Nakabashi – As exportações são importantes por que são parte da produção e a gente consegue ter acesso a mercados e com isso produzir mais do que a nossa demanda interna. Então exportações e importações tem muito essa questão da especialização, o que é fundamental para a produtividade dos países. Outra questão é que traz divisas, já que o Brasil é um país deficitário na conta corrente externa, onde tendemos a pagar muitos juros e remessa de lucros. Então a gente precisa de divisas para pagar por esse dinheiro que sai pela conta de serviços. Nesse sentido é importante ter um superávit na balança comercial para deixar essa parte externa mais estável. Mas quando a gente pensa numa questão social, pois se por um lado a melhoria das exportações cria mais emprego e geração de renda, é uma questão de política interna. Se queremos um país crescendo com justiça social, devem ser tomadas medidas internas independentemente se está exportando ou não, como escolaridade para as crianças, condições de saúde, de acompanhamento das crianças na primeira infância como tem mostrado a ciência. Essas questões são mais relevantes para pensar as questões sociais e desigualdade de renda no Brasil.
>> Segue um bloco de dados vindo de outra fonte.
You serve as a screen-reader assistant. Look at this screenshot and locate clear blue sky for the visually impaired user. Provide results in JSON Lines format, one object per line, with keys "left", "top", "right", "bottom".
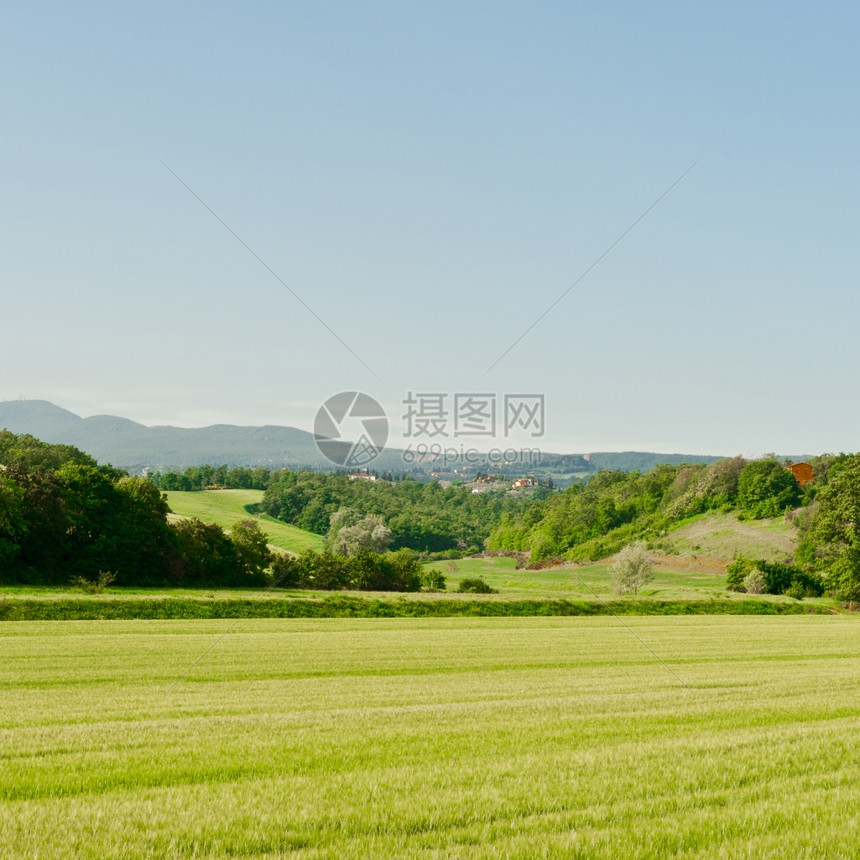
{"left": 2, "top": 1, "right": 859, "bottom": 455}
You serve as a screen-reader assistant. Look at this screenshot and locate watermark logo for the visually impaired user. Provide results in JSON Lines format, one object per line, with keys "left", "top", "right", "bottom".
{"left": 314, "top": 391, "right": 389, "bottom": 467}
{"left": 314, "top": 391, "right": 545, "bottom": 469}
{"left": 402, "top": 392, "right": 544, "bottom": 439}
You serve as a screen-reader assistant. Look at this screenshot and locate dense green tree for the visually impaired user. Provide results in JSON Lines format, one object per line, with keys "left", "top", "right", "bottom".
{"left": 796, "top": 454, "right": 860, "bottom": 600}
{"left": 0, "top": 431, "right": 96, "bottom": 471}
{"left": 0, "top": 472, "right": 25, "bottom": 567}
{"left": 230, "top": 519, "right": 272, "bottom": 582}
{"left": 151, "top": 465, "right": 271, "bottom": 491}
{"left": 168, "top": 518, "right": 241, "bottom": 585}
{"left": 736, "top": 459, "right": 800, "bottom": 519}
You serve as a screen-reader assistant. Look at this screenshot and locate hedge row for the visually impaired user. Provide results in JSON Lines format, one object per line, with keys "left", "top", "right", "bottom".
{"left": 0, "top": 596, "right": 829, "bottom": 621}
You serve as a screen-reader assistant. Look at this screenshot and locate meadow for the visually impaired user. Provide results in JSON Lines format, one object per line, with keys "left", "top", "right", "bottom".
{"left": 164, "top": 490, "right": 323, "bottom": 553}
{"left": 2, "top": 615, "right": 859, "bottom": 858}
{"left": 0, "top": 556, "right": 838, "bottom": 617}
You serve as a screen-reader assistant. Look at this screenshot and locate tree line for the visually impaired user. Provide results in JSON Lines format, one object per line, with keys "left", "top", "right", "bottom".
{"left": 0, "top": 432, "right": 271, "bottom": 586}
{"left": 260, "top": 470, "right": 529, "bottom": 553}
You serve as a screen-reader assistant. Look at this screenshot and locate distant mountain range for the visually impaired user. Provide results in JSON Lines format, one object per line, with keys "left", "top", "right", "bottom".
{"left": 0, "top": 400, "right": 327, "bottom": 471}
{"left": 0, "top": 399, "right": 722, "bottom": 476}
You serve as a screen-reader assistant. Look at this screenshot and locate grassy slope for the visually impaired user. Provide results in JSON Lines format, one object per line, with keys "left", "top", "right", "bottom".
{"left": 164, "top": 489, "right": 322, "bottom": 553}
{"left": 660, "top": 510, "right": 798, "bottom": 562}
{"left": 1, "top": 616, "right": 859, "bottom": 858}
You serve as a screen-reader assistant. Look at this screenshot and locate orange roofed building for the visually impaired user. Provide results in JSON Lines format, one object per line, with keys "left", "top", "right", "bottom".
{"left": 789, "top": 462, "right": 814, "bottom": 486}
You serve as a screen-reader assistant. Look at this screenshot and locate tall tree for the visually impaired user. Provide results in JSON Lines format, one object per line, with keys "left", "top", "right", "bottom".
{"left": 797, "top": 454, "right": 860, "bottom": 600}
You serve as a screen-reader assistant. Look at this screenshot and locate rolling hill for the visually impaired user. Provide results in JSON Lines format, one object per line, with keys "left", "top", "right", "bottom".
{"left": 164, "top": 489, "right": 323, "bottom": 554}
{"left": 0, "top": 400, "right": 328, "bottom": 471}
{"left": 0, "top": 399, "right": 722, "bottom": 476}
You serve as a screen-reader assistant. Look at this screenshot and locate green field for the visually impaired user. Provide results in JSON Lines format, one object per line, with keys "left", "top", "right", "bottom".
{"left": 0, "top": 556, "right": 838, "bottom": 613}
{"left": 1, "top": 616, "right": 859, "bottom": 858}
{"left": 165, "top": 489, "right": 323, "bottom": 553}
{"left": 426, "top": 556, "right": 836, "bottom": 607}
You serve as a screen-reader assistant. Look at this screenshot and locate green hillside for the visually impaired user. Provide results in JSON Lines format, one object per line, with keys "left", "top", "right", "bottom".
{"left": 660, "top": 510, "right": 798, "bottom": 561}
{"left": 165, "top": 490, "right": 323, "bottom": 554}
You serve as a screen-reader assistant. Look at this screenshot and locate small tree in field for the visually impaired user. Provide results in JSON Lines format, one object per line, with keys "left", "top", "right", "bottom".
{"left": 612, "top": 541, "right": 654, "bottom": 595}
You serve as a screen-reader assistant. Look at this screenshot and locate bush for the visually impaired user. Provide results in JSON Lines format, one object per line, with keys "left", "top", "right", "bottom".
{"left": 70, "top": 570, "right": 117, "bottom": 594}
{"left": 785, "top": 581, "right": 805, "bottom": 600}
{"left": 457, "top": 577, "right": 497, "bottom": 594}
{"left": 726, "top": 556, "right": 756, "bottom": 590}
{"left": 421, "top": 569, "right": 447, "bottom": 591}
{"left": 743, "top": 569, "right": 766, "bottom": 594}
{"left": 727, "top": 555, "right": 824, "bottom": 596}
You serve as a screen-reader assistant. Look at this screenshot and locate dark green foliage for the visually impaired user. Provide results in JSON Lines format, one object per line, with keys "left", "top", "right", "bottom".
{"left": 726, "top": 555, "right": 823, "bottom": 597}
{"left": 268, "top": 548, "right": 423, "bottom": 592}
{"left": 152, "top": 465, "right": 271, "bottom": 491}
{"left": 0, "top": 472, "right": 25, "bottom": 568}
{"left": 796, "top": 453, "right": 860, "bottom": 600}
{"left": 0, "top": 432, "right": 272, "bottom": 587}
{"left": 262, "top": 472, "right": 525, "bottom": 552}
{"left": 736, "top": 459, "right": 800, "bottom": 519}
{"left": 168, "top": 518, "right": 269, "bottom": 587}
{"left": 229, "top": 519, "right": 273, "bottom": 581}
{"left": 0, "top": 460, "right": 174, "bottom": 584}
{"left": 489, "top": 463, "right": 707, "bottom": 561}
{"left": 457, "top": 577, "right": 497, "bottom": 594}
{"left": 0, "top": 430, "right": 96, "bottom": 471}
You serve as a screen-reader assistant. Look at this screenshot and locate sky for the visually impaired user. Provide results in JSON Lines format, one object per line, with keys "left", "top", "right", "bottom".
{"left": 2, "top": 1, "right": 859, "bottom": 457}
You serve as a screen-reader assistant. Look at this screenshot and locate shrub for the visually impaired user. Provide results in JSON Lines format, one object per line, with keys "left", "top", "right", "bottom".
{"left": 421, "top": 569, "right": 447, "bottom": 591}
{"left": 727, "top": 555, "right": 824, "bottom": 596}
{"left": 785, "top": 581, "right": 805, "bottom": 600}
{"left": 743, "top": 569, "right": 766, "bottom": 595}
{"left": 726, "top": 556, "right": 756, "bottom": 591}
{"left": 457, "top": 577, "right": 497, "bottom": 594}
{"left": 70, "top": 570, "right": 117, "bottom": 594}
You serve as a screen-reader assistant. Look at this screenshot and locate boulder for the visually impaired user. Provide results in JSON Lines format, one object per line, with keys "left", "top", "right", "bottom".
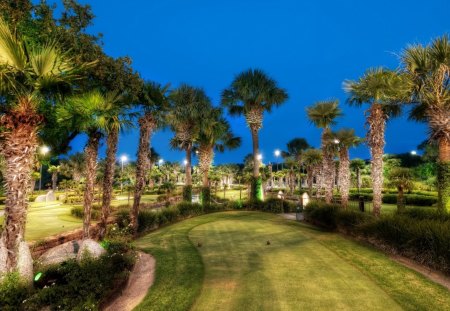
{"left": 76, "top": 239, "right": 106, "bottom": 262}
{"left": 46, "top": 190, "right": 56, "bottom": 202}
{"left": 38, "top": 240, "right": 80, "bottom": 266}
{"left": 35, "top": 195, "right": 46, "bottom": 203}
{"left": 17, "top": 241, "right": 33, "bottom": 284}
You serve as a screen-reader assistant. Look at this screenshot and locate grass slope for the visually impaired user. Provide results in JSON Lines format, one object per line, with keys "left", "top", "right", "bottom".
{"left": 136, "top": 212, "right": 450, "bottom": 311}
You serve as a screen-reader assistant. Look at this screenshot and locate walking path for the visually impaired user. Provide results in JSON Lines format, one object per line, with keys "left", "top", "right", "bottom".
{"left": 103, "top": 252, "right": 156, "bottom": 311}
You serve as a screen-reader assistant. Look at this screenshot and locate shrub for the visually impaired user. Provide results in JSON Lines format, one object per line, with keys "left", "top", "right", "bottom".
{"left": 182, "top": 185, "right": 192, "bottom": 202}
{"left": 137, "top": 210, "right": 159, "bottom": 233}
{"left": 0, "top": 273, "right": 32, "bottom": 310}
{"left": 303, "top": 202, "right": 338, "bottom": 230}
{"left": 177, "top": 202, "right": 203, "bottom": 217}
{"left": 70, "top": 206, "right": 100, "bottom": 220}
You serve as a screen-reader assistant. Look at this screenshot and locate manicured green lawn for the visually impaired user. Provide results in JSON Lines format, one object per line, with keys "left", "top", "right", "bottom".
{"left": 135, "top": 212, "right": 450, "bottom": 311}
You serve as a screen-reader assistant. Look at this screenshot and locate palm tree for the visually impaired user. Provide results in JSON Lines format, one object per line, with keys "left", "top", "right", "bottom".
{"left": 306, "top": 100, "right": 343, "bottom": 203}
{"left": 401, "top": 36, "right": 450, "bottom": 211}
{"left": 57, "top": 90, "right": 117, "bottom": 239}
{"left": 99, "top": 94, "right": 134, "bottom": 239}
{"left": 130, "top": 82, "right": 169, "bottom": 234}
{"left": 302, "top": 149, "right": 323, "bottom": 197}
{"left": 334, "top": 129, "right": 362, "bottom": 208}
{"left": 222, "top": 69, "right": 288, "bottom": 200}
{"left": 60, "top": 152, "right": 86, "bottom": 182}
{"left": 168, "top": 84, "right": 209, "bottom": 202}
{"left": 47, "top": 165, "right": 61, "bottom": 191}
{"left": 387, "top": 168, "right": 414, "bottom": 212}
{"left": 344, "top": 68, "right": 408, "bottom": 216}
{"left": 197, "top": 106, "right": 241, "bottom": 204}
{"left": 350, "top": 158, "right": 366, "bottom": 192}
{"left": 283, "top": 138, "right": 310, "bottom": 191}
{"left": 0, "top": 17, "right": 81, "bottom": 277}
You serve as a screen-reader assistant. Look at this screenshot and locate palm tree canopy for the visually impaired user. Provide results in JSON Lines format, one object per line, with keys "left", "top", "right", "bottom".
{"left": 167, "top": 84, "right": 210, "bottom": 147}
{"left": 344, "top": 68, "right": 411, "bottom": 117}
{"left": 306, "top": 100, "right": 343, "bottom": 129}
{"left": 56, "top": 89, "right": 122, "bottom": 135}
{"left": 0, "top": 17, "right": 87, "bottom": 105}
{"left": 334, "top": 128, "right": 363, "bottom": 149}
{"left": 302, "top": 148, "right": 323, "bottom": 166}
{"left": 350, "top": 158, "right": 366, "bottom": 170}
{"left": 197, "top": 106, "right": 241, "bottom": 153}
{"left": 386, "top": 167, "right": 415, "bottom": 191}
{"left": 221, "top": 68, "right": 288, "bottom": 122}
{"left": 401, "top": 36, "right": 450, "bottom": 141}
{"left": 138, "top": 81, "right": 170, "bottom": 124}
{"left": 282, "top": 137, "right": 310, "bottom": 161}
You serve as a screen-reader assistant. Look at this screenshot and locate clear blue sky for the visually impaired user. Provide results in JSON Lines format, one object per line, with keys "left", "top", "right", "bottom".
{"left": 68, "top": 0, "right": 449, "bottom": 165}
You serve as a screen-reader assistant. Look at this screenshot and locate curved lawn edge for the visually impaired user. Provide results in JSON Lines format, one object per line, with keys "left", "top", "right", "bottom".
{"left": 134, "top": 212, "right": 450, "bottom": 311}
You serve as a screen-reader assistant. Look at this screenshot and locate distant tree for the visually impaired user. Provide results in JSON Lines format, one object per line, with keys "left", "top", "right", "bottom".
{"left": 387, "top": 168, "right": 415, "bottom": 212}
{"left": 334, "top": 129, "right": 362, "bottom": 208}
{"left": 307, "top": 100, "right": 343, "bottom": 203}
{"left": 302, "top": 149, "right": 323, "bottom": 196}
{"left": 283, "top": 138, "right": 310, "bottom": 191}
{"left": 350, "top": 159, "right": 366, "bottom": 192}
{"left": 222, "top": 69, "right": 288, "bottom": 201}
{"left": 60, "top": 153, "right": 86, "bottom": 182}
{"left": 47, "top": 165, "right": 61, "bottom": 191}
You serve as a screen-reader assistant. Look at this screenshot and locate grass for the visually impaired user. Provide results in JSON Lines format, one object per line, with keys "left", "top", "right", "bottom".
{"left": 0, "top": 194, "right": 159, "bottom": 242}
{"left": 135, "top": 211, "right": 450, "bottom": 311}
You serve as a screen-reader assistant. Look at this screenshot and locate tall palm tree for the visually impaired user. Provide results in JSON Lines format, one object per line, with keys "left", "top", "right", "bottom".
{"left": 57, "top": 90, "right": 117, "bottom": 239}
{"left": 306, "top": 100, "right": 343, "bottom": 203}
{"left": 222, "top": 69, "right": 288, "bottom": 201}
{"left": 334, "top": 129, "right": 362, "bottom": 208}
{"left": 401, "top": 36, "right": 450, "bottom": 211}
{"left": 60, "top": 152, "right": 86, "bottom": 182}
{"left": 350, "top": 158, "right": 366, "bottom": 192}
{"left": 283, "top": 138, "right": 310, "bottom": 191}
{"left": 99, "top": 95, "right": 134, "bottom": 239}
{"left": 344, "top": 68, "right": 408, "bottom": 216}
{"left": 197, "top": 106, "right": 241, "bottom": 204}
{"left": 130, "top": 82, "right": 169, "bottom": 234}
{"left": 168, "top": 84, "right": 209, "bottom": 202}
{"left": 302, "top": 149, "right": 323, "bottom": 196}
{"left": 0, "top": 17, "right": 81, "bottom": 277}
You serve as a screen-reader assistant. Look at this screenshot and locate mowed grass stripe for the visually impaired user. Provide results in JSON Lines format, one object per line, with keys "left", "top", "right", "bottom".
{"left": 189, "top": 216, "right": 401, "bottom": 311}
{"left": 135, "top": 212, "right": 450, "bottom": 311}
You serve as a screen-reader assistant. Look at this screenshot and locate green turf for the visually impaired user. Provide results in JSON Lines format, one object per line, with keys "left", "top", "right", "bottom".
{"left": 135, "top": 211, "right": 450, "bottom": 311}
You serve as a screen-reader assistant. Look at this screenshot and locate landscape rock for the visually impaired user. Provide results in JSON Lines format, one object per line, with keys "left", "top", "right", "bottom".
{"left": 76, "top": 239, "right": 106, "bottom": 262}
{"left": 46, "top": 190, "right": 56, "bottom": 202}
{"left": 35, "top": 195, "right": 46, "bottom": 203}
{"left": 17, "top": 241, "right": 33, "bottom": 284}
{"left": 38, "top": 240, "right": 80, "bottom": 266}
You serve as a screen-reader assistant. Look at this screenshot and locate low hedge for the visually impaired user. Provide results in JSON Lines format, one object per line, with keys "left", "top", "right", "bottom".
{"left": 348, "top": 193, "right": 437, "bottom": 206}
{"left": 70, "top": 206, "right": 100, "bottom": 220}
{"left": 304, "top": 203, "right": 450, "bottom": 274}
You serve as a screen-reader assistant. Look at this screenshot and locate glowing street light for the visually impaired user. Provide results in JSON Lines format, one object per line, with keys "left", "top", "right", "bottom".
{"left": 257, "top": 154, "right": 263, "bottom": 161}
{"left": 183, "top": 159, "right": 188, "bottom": 165}
{"left": 39, "top": 146, "right": 50, "bottom": 191}
{"left": 274, "top": 149, "right": 281, "bottom": 171}
{"left": 333, "top": 139, "right": 340, "bottom": 144}
{"left": 158, "top": 158, "right": 164, "bottom": 165}
{"left": 411, "top": 150, "right": 417, "bottom": 156}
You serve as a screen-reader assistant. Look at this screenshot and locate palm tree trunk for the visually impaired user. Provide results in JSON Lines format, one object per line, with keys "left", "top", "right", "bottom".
{"left": 185, "top": 144, "right": 193, "bottom": 185}
{"left": 83, "top": 131, "right": 101, "bottom": 239}
{"left": 99, "top": 129, "right": 118, "bottom": 239}
{"left": 356, "top": 169, "right": 361, "bottom": 192}
{"left": 250, "top": 126, "right": 260, "bottom": 177}
{"left": 368, "top": 103, "right": 386, "bottom": 217}
{"left": 0, "top": 123, "right": 39, "bottom": 278}
{"left": 131, "top": 114, "right": 154, "bottom": 234}
{"left": 307, "top": 166, "right": 313, "bottom": 196}
{"left": 437, "top": 137, "right": 450, "bottom": 211}
{"left": 339, "top": 148, "right": 350, "bottom": 208}
{"left": 52, "top": 172, "right": 57, "bottom": 190}
{"left": 397, "top": 186, "right": 405, "bottom": 212}
{"left": 321, "top": 130, "right": 334, "bottom": 203}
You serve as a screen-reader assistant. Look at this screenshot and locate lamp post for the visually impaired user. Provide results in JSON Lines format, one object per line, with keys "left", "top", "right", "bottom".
{"left": 39, "top": 146, "right": 50, "bottom": 191}
{"left": 120, "top": 155, "right": 128, "bottom": 194}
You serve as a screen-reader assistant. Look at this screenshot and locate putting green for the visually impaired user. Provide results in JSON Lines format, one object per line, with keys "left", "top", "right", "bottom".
{"left": 135, "top": 212, "right": 450, "bottom": 311}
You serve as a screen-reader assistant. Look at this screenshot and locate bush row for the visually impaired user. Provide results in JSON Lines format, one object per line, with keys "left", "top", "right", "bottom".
{"left": 347, "top": 193, "right": 437, "bottom": 206}
{"left": 349, "top": 188, "right": 438, "bottom": 197}
{"left": 303, "top": 202, "right": 450, "bottom": 274}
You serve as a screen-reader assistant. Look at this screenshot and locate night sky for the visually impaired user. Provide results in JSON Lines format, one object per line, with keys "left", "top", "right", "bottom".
{"left": 67, "top": 0, "right": 449, "bottom": 165}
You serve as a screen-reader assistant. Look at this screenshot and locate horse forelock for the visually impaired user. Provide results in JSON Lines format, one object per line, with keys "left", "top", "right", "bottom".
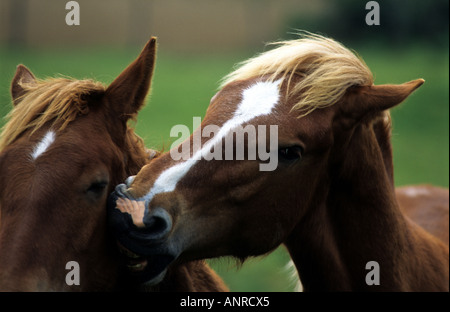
{"left": 0, "top": 78, "right": 106, "bottom": 151}
{"left": 0, "top": 76, "right": 149, "bottom": 177}
{"left": 220, "top": 32, "right": 373, "bottom": 118}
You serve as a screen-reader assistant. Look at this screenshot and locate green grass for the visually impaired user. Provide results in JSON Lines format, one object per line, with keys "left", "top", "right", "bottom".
{"left": 0, "top": 43, "right": 448, "bottom": 291}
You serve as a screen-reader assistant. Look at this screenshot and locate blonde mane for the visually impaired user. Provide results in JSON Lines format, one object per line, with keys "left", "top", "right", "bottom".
{"left": 0, "top": 78, "right": 106, "bottom": 151}
{"left": 221, "top": 33, "right": 374, "bottom": 117}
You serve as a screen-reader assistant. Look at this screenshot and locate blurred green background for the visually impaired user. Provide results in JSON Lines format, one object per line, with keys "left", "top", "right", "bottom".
{"left": 0, "top": 0, "right": 448, "bottom": 291}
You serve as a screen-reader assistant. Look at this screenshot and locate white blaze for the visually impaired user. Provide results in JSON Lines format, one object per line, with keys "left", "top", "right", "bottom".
{"left": 31, "top": 130, "right": 56, "bottom": 160}
{"left": 140, "top": 79, "right": 282, "bottom": 202}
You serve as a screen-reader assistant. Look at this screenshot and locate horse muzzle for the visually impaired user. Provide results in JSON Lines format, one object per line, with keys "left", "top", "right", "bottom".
{"left": 107, "top": 185, "right": 178, "bottom": 285}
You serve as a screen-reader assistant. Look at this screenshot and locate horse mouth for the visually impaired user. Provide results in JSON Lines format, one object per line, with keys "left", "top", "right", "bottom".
{"left": 117, "top": 243, "right": 174, "bottom": 284}
{"left": 118, "top": 243, "right": 149, "bottom": 272}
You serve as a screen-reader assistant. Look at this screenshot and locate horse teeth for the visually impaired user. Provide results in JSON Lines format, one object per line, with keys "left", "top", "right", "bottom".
{"left": 127, "top": 251, "right": 140, "bottom": 259}
{"left": 117, "top": 243, "right": 141, "bottom": 258}
{"left": 127, "top": 259, "right": 148, "bottom": 272}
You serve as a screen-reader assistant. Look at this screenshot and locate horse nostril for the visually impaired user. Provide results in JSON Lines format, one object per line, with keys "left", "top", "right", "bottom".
{"left": 115, "top": 183, "right": 130, "bottom": 198}
{"left": 142, "top": 207, "right": 173, "bottom": 241}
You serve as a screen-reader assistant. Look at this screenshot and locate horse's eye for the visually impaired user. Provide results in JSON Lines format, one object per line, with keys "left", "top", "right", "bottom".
{"left": 278, "top": 146, "right": 303, "bottom": 162}
{"left": 86, "top": 181, "right": 108, "bottom": 195}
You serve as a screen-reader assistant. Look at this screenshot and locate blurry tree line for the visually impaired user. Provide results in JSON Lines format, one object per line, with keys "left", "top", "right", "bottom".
{"left": 286, "top": 0, "right": 449, "bottom": 47}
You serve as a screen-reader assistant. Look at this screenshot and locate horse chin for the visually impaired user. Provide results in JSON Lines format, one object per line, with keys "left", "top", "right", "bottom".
{"left": 142, "top": 269, "right": 168, "bottom": 287}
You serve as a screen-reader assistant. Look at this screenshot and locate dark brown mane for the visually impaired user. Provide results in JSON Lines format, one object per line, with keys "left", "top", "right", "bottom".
{"left": 124, "top": 127, "right": 154, "bottom": 175}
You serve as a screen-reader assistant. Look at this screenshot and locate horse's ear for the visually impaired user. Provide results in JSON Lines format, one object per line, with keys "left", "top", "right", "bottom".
{"left": 105, "top": 37, "right": 157, "bottom": 119}
{"left": 344, "top": 79, "right": 424, "bottom": 120}
{"left": 11, "top": 65, "right": 36, "bottom": 106}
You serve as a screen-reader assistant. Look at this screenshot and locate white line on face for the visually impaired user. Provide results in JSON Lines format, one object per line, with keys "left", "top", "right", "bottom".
{"left": 31, "top": 130, "right": 55, "bottom": 160}
{"left": 139, "top": 79, "right": 282, "bottom": 203}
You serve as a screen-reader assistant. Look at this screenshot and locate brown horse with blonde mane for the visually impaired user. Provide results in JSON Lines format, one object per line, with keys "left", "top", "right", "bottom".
{"left": 0, "top": 38, "right": 226, "bottom": 291}
{"left": 109, "top": 34, "right": 448, "bottom": 291}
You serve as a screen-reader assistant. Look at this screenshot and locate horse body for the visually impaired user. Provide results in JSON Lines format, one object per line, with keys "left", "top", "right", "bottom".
{"left": 108, "top": 34, "right": 448, "bottom": 291}
{"left": 0, "top": 39, "right": 227, "bottom": 291}
{"left": 397, "top": 185, "right": 449, "bottom": 245}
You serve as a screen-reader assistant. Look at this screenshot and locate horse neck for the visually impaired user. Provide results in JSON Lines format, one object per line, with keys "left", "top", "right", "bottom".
{"left": 287, "top": 121, "right": 445, "bottom": 291}
{"left": 124, "top": 129, "right": 151, "bottom": 176}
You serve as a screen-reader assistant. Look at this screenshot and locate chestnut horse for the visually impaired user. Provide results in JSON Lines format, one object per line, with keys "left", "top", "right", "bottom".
{"left": 0, "top": 38, "right": 226, "bottom": 291}
{"left": 109, "top": 34, "right": 449, "bottom": 291}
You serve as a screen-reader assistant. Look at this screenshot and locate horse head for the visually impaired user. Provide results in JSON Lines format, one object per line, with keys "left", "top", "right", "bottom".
{"left": 108, "top": 34, "right": 446, "bottom": 291}
{"left": 0, "top": 39, "right": 156, "bottom": 291}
Portogente - E sobre as normas internacionais de exportação, poderia nos falar sobre a questão da sustentabilidade e de mercados verdes e se os processos de produção, transformação e distribuição tem impacto no comércio internacional?
Nakabashi – As questões ambientais vem ganhando importância há algumas décadas e se a gente quiser manter certos mercados – como a Europa e o Japão - a gente vai ter que adequar às questões de sustentabilidade ambiental e também socioeconômica. Entra nessa avaliação qual tipo de mão-de-obra que se utiliza, pois várias empresas já tiveram problemas em relação a isso, quando países deixaram de importar por questões sociais e ambientais. São elementos paras os quais precisamos prestar cada vez mais atenção pois que tendem a ganhar importância e limitar mercados dos produtos brasileiros, tanto de commodities como industrializados, além de ser uma questão de sustentabilidade para as próximas gerações. Não se trata só de uma questão econômica, mas de pensar que no futuro se possa viver de uma forma harmônica.

Portogente - Que impacto teria na nossa balança comercial uma indústria de transformação com um manejo ecologicamente correto, um processamento ligado aos interesses de consumidores conscientes?
Nakabashi – Por um lado, essas questões ambientais tendem a aumentar os custos, são maiores exigências na produção desses bens e serviços exportados. Por outro, criam produtos diferenciados, que podem criar um nicho de mercado, que se a gente aproveitar bem e se adequar às demandas, principalmente nos países da Europa, e manter uma rastreabilidade desses produtos em toda a cadeia de produção, mostrando que cumprem as exigências, seja de orgânico, seja de não utilização de mão de obra infantil ou outras. Se a gente tiver essa capacitação e fortalecer ela ao longo do tempo, criaremos um diferencial do nosso produto, onde existe uma tendência de se fortalecer esse tipo de mercado. Os países europeus têm mais consciência nesse sentido, muitas vezes até utilizada como barreira comercial, mas temos capacidade de transpor isso, de fortalecer essa parte que aumenta custo, mas gera um valor no que você produz e eles estão dispostos a pagar por isso. Essa maior consciência social e ecológica do que está sendo produzido e como está sendo tende a passar para outros mercados consumidores internacionais.